Life on the Edge: The Coming of Age of Quantum Biology

Jim Al-Khalili and Johnjoe McFadden. Bantam (2014)

9780593069318

Quantum biology — where “hot, wet and messy living bodies” meet quantum weirdness — has hit the popular-science shelves. Physicist Jim Al-Khalili and molecular biologist Johnjoe McFadden explore this extraordinary realm with cogency and wit. Starting with the slippery nature of life itself, they canter through recent findings in areas of research such as quantum tunnelling inside enzymes, Einstein's “spooky action at a distance” vis-à-vis organisms' navigational compasses and the wilder shores of synthetic biology. A fine survey of emergent science.

Lives in Ruins: Archaeologists and the Seductive Lure of Human Rubble

  • Marilyn Johnson
Harper (2014) 9780062127181 | ISBN: 978-0-0621-2718-1

Archaeology is news, as the cave paintings in Indonesia just dated to 40,000 years ago remind us (see Nature http://doi.org/wjh; 2014). In this gem of hands-on reportage, Marilyn Johnson delves into the lives of the pros behind the finds — impossibly dedicated, beset by job insecurity and in love with the hidden and half-decayed. Packed with ace accounts of hard graft featuring the likes of flint-knapping palaeoanthropologist John Shea and forensics specialist Kimberlee Moran, who studies the effects of explosions using pig carcasses.

Welcome to Subirdia: Sharing Our Neighborhoods with Wrens, Robins, Woodpeckers, and Other Wildlife

  • John M. Marzluff
Yale University Press (2014) 9780300197075 | ISBN: 978-0-3001-9707-5

Great horned owls and bald eagles live and hunt in ornithologist John Marzluff's suburban garden in Washington state. As Marzluff shows in this rich account of fieldwork in 'metropolitan wilds' from New Zealand to Costa Rica, such annexed environments — which boast some 75 billion trees in the United States alone — can host an astounding diversity of birds. But, he argues passionately, intelligently and with scientific authority, any land-use change reweaves the ecological web, and may leave it threadbare.

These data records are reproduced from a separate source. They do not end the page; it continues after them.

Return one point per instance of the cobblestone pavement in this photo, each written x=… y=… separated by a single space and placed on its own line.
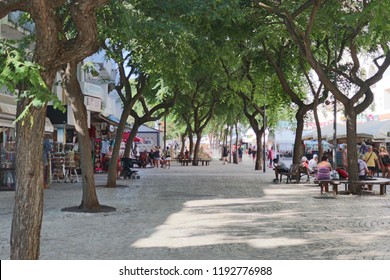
x=210 y=212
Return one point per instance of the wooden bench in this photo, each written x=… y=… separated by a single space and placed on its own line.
x=324 y=184
x=296 y=172
x=204 y=161
x=184 y=162
x=382 y=182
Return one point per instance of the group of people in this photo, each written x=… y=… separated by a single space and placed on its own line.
x=368 y=164
x=322 y=169
x=156 y=157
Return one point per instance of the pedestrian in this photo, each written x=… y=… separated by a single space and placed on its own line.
x=46 y=158
x=384 y=162
x=313 y=164
x=371 y=159
x=167 y=158
x=279 y=167
x=344 y=157
x=363 y=168
x=240 y=152
x=270 y=156
x=225 y=154
x=324 y=169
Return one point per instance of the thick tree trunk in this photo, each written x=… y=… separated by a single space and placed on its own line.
x=28 y=208
x=191 y=148
x=197 y=147
x=319 y=134
x=130 y=140
x=353 y=172
x=51 y=53
x=89 y=201
x=113 y=166
x=259 y=149
x=183 y=143
x=235 y=157
x=298 y=147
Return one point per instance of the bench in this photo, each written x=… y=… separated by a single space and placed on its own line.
x=203 y=161
x=382 y=182
x=184 y=162
x=324 y=184
x=296 y=172
x=132 y=161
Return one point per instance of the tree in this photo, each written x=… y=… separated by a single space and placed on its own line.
x=355 y=27
x=51 y=51
x=89 y=201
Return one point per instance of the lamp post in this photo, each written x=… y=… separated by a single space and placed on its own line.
x=165 y=136
x=334 y=158
x=264 y=127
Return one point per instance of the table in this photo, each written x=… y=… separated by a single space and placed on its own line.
x=382 y=182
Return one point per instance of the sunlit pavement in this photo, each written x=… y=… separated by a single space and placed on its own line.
x=210 y=212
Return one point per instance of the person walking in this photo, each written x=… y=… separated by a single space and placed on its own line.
x=225 y=154
x=371 y=158
x=384 y=162
x=270 y=157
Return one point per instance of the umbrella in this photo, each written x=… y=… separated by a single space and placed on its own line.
x=136 y=138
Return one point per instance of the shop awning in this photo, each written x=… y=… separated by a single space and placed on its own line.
x=113 y=120
x=8 y=121
x=136 y=138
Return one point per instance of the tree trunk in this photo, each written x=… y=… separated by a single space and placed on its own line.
x=113 y=166
x=191 y=148
x=353 y=172
x=235 y=155
x=197 y=147
x=28 y=208
x=319 y=134
x=130 y=140
x=73 y=91
x=183 y=143
x=259 y=149
x=298 y=147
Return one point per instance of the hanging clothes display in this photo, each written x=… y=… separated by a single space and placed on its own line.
x=98 y=158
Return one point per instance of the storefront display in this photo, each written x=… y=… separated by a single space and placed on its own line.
x=7 y=165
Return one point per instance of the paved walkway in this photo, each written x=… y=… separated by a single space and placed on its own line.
x=214 y=212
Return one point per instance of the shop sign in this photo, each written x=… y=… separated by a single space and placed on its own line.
x=93 y=104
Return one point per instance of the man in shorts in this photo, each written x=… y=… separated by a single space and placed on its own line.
x=279 y=167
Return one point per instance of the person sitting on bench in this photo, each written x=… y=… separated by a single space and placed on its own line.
x=324 y=169
x=279 y=167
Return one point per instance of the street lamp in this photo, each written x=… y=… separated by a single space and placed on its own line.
x=264 y=126
x=334 y=158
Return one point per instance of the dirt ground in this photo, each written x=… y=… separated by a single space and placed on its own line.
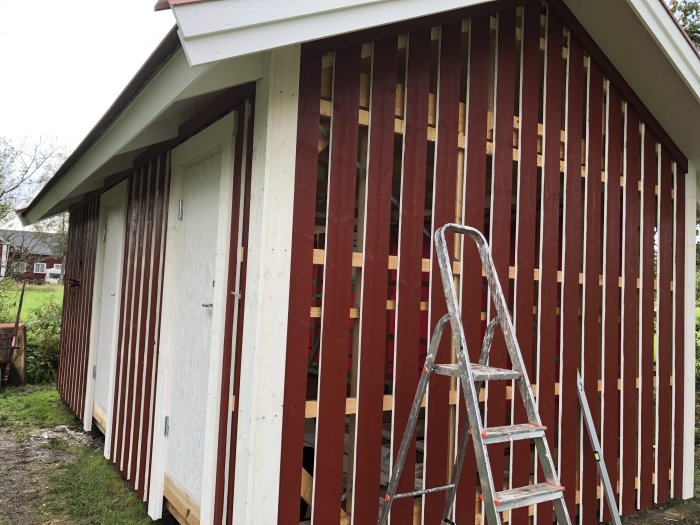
x=26 y=463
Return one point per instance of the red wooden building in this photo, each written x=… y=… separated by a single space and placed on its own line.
x=252 y=276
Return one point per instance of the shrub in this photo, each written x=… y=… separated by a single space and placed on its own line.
x=43 y=335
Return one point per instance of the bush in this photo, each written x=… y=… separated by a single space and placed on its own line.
x=43 y=335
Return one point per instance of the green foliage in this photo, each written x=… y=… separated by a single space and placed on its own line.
x=90 y=491
x=26 y=408
x=43 y=336
x=687 y=12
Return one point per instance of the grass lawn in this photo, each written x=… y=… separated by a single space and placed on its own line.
x=55 y=473
x=34 y=296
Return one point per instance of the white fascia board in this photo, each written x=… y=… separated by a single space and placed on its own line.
x=145 y=121
x=153 y=100
x=665 y=31
x=222 y=29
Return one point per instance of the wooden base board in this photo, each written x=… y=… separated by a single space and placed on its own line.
x=180 y=504
x=100 y=418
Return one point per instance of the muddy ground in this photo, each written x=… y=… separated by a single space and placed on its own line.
x=25 y=465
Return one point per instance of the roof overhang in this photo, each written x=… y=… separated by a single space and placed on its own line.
x=640 y=37
x=165 y=94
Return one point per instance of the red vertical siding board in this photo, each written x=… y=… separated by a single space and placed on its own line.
x=611 y=334
x=571 y=290
x=630 y=312
x=591 y=284
x=664 y=328
x=123 y=313
x=241 y=307
x=646 y=333
x=144 y=308
x=526 y=221
x=300 y=290
x=549 y=239
x=679 y=369
x=160 y=247
x=127 y=366
x=501 y=196
x=373 y=326
x=153 y=313
x=475 y=181
x=444 y=196
x=410 y=249
x=226 y=366
x=133 y=328
x=340 y=218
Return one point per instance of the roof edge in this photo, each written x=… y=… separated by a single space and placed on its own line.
x=167 y=46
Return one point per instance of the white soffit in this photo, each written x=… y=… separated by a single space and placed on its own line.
x=220 y=29
x=643 y=42
x=152 y=116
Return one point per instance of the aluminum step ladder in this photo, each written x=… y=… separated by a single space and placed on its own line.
x=471 y=377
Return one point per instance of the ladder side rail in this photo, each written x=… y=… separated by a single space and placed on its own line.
x=502 y=311
x=462 y=449
x=471 y=399
x=397 y=468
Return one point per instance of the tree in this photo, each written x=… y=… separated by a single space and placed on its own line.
x=687 y=12
x=23 y=168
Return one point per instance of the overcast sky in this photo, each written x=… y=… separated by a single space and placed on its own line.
x=65 y=61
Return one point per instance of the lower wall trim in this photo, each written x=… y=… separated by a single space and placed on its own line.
x=180 y=504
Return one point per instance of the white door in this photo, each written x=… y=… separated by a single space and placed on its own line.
x=193 y=306
x=105 y=317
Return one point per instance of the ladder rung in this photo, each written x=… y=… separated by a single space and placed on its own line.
x=512 y=433
x=421 y=492
x=526 y=496
x=479 y=372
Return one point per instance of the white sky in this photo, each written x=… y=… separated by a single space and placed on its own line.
x=65 y=61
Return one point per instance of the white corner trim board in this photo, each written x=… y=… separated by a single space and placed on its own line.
x=212 y=31
x=259 y=437
x=688 y=443
x=663 y=29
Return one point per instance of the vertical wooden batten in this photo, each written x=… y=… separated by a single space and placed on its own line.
x=373 y=330
x=300 y=289
x=263 y=364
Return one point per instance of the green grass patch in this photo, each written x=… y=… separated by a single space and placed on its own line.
x=90 y=491
x=35 y=296
x=23 y=409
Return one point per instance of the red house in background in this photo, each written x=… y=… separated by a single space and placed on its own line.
x=30 y=256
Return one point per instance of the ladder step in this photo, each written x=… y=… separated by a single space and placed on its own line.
x=480 y=372
x=512 y=433
x=526 y=496
x=421 y=492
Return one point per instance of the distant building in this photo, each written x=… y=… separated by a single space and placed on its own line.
x=30 y=256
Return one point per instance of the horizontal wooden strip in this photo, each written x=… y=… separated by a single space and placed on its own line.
x=311 y=409
x=392 y=264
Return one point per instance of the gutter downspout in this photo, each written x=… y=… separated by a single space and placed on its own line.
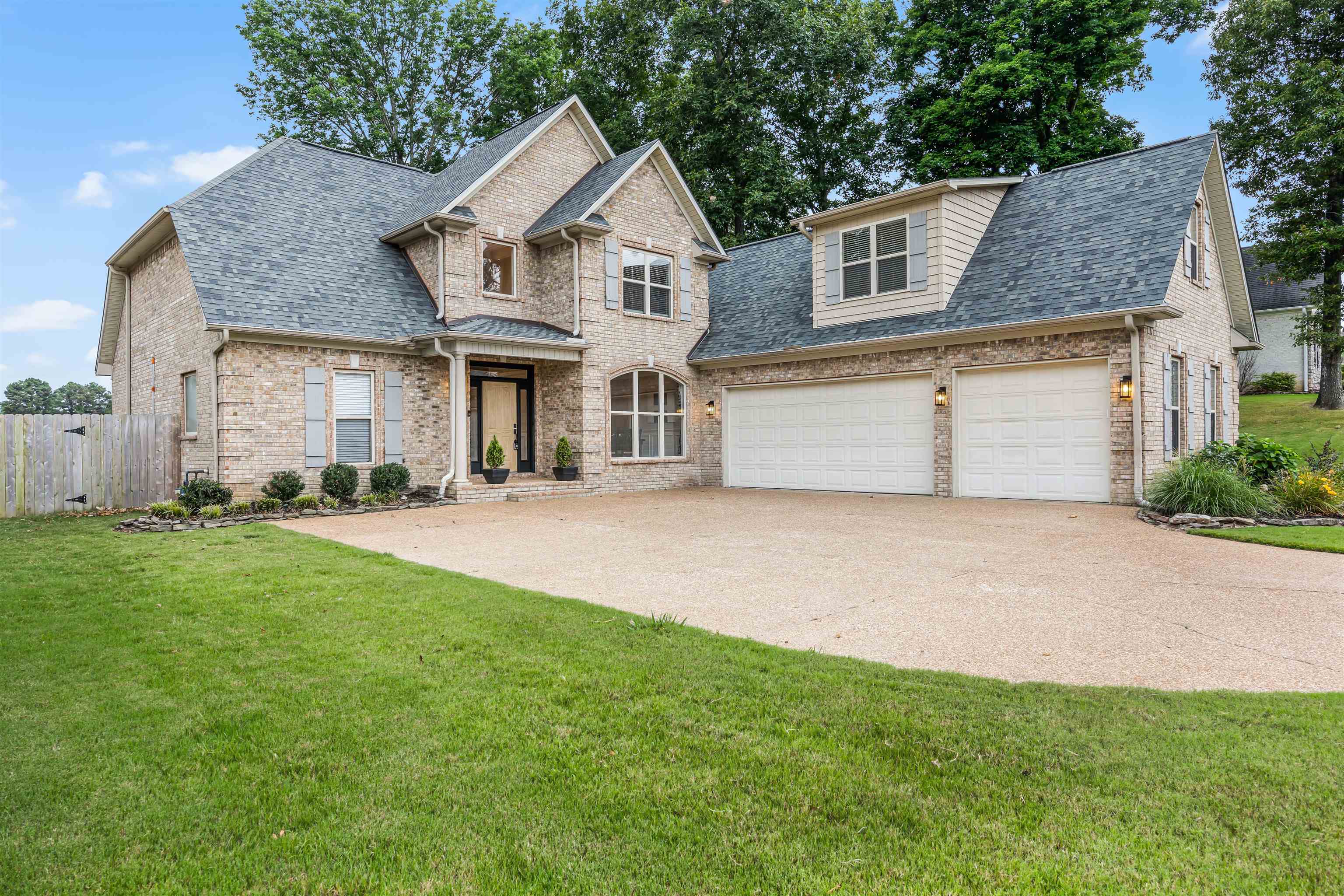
x=576 y=245
x=439 y=299
x=214 y=394
x=1138 y=407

The Invisible History of the Human Race: How DNA and History Shape Our Identities and Our Futures

  • Christine Kenneally
Viking (2014) 9780670025558 | ISBN: 978-0-6700-2555-8

A family mystery — a gap where her father's father should be — goaded science writer Christine Kenneally into exploring the phenomenon of identity. Kenneally goes at it full tilt, taking a machete to a jungle of genomics; reassessing the contentious practice of genealogy; unravelling the knotted realities of adoption; and pondering DNA testing. This sparkling, sometimes harrowing read is packed with intriguing interludes, such as still-speculative findings on the dark-skinned Melungeons of Appalachia.

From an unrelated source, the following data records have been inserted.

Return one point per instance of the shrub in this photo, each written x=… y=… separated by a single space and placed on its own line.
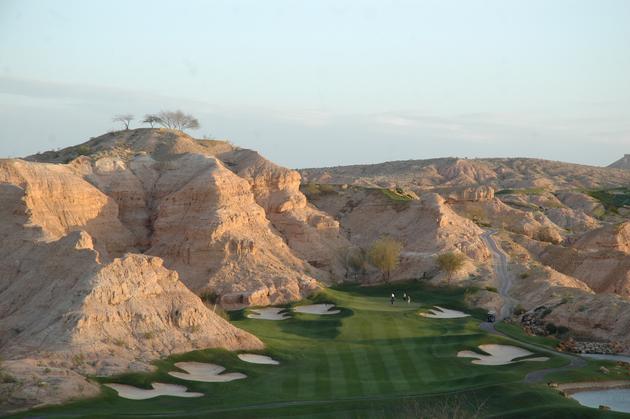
x=83 y=150
x=209 y=297
x=385 y=255
x=450 y=262
x=551 y=328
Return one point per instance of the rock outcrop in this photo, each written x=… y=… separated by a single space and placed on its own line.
x=510 y=173
x=425 y=227
x=600 y=258
x=622 y=163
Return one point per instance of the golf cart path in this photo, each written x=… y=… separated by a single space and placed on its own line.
x=503 y=275
x=538 y=376
x=504 y=278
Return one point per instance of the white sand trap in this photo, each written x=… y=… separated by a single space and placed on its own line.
x=257 y=359
x=438 y=312
x=207 y=373
x=316 y=309
x=269 y=313
x=159 y=389
x=499 y=355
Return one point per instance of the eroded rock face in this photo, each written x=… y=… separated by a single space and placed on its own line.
x=499 y=215
x=600 y=258
x=516 y=173
x=58 y=202
x=425 y=227
x=210 y=229
x=480 y=193
x=66 y=311
x=622 y=163
x=311 y=233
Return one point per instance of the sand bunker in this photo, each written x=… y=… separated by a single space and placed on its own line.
x=257 y=359
x=159 y=389
x=316 y=309
x=438 y=312
x=208 y=373
x=270 y=313
x=499 y=355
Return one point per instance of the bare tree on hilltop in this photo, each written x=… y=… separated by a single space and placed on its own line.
x=177 y=120
x=151 y=119
x=124 y=118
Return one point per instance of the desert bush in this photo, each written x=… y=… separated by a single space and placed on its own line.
x=209 y=297
x=551 y=328
x=450 y=262
x=83 y=150
x=519 y=310
x=385 y=255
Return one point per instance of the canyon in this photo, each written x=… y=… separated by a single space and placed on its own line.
x=126 y=248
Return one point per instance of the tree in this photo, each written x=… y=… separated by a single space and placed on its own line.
x=151 y=119
x=177 y=120
x=385 y=255
x=450 y=262
x=124 y=118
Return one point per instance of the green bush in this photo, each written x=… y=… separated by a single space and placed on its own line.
x=209 y=297
x=551 y=328
x=83 y=150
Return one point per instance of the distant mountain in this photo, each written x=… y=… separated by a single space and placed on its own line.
x=622 y=163
x=499 y=173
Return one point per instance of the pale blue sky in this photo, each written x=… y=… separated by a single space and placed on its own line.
x=314 y=83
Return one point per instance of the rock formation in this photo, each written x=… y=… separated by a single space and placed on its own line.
x=622 y=163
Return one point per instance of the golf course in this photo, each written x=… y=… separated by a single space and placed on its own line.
x=372 y=359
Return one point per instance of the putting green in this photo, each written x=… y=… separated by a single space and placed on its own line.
x=372 y=359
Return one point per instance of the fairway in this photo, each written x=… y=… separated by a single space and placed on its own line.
x=373 y=359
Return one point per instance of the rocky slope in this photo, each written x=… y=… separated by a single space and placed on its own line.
x=508 y=173
x=71 y=303
x=104 y=245
x=622 y=163
x=425 y=227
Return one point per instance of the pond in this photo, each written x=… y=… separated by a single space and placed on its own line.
x=616 y=399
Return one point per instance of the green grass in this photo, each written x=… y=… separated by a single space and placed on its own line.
x=372 y=360
x=516 y=332
x=612 y=199
x=397 y=196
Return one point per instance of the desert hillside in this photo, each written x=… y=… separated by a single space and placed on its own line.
x=124 y=249
x=622 y=163
x=507 y=173
x=563 y=227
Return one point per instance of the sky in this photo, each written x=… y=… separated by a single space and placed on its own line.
x=325 y=83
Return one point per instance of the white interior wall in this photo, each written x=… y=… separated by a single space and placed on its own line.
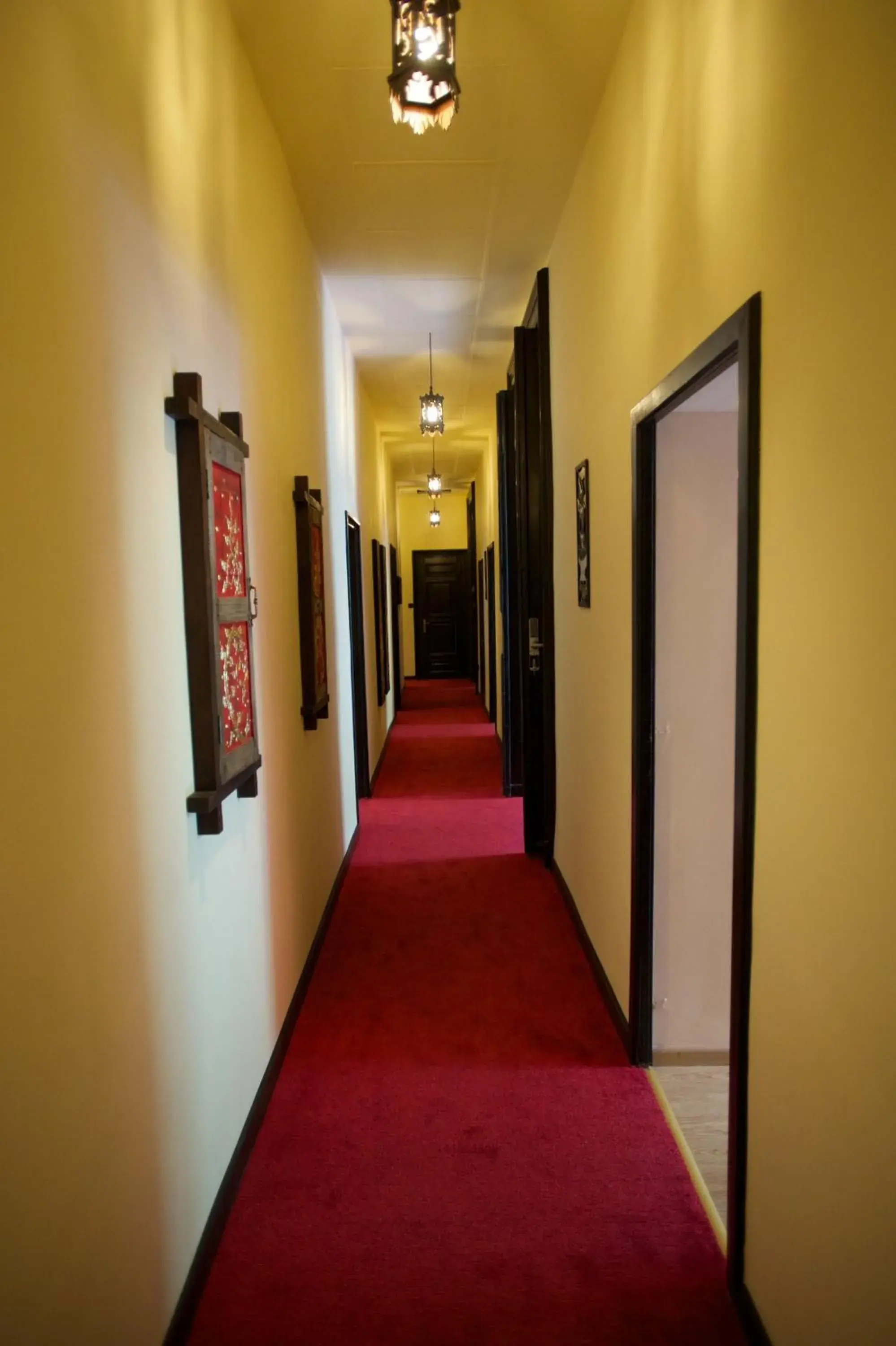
x=695 y=745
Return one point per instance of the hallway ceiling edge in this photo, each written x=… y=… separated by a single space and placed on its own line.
x=442 y=232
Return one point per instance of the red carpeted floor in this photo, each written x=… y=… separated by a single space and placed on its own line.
x=457 y=1153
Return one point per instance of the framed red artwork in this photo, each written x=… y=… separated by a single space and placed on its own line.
x=313 y=613
x=220 y=602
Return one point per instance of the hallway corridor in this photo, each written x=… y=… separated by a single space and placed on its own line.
x=457 y=1151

The Naming of the Shrew: A Curious History of Latin Names

  • John Wright
Bloomsbury (2014) 9781408816981 | ISBN: 978-1-4088-1698-1

Anyone enamoured of binomial nomenclature — the system of Latin names formalized by taxonomist Carl Linnaeus in the eighteenth century — will relish this telling of its long, bumpy evolution. As natural historian John Wright notes, the names are not merely appellative, but have gradually become “things in themselves”. And indeed, his cabinet brims with verbal curiosities, from Senecio squalidus (Oxford ragwort), meaning 'dirty old man', to Upupa epops (the hoopoe), based on a character in Aristophanes's play The Birds.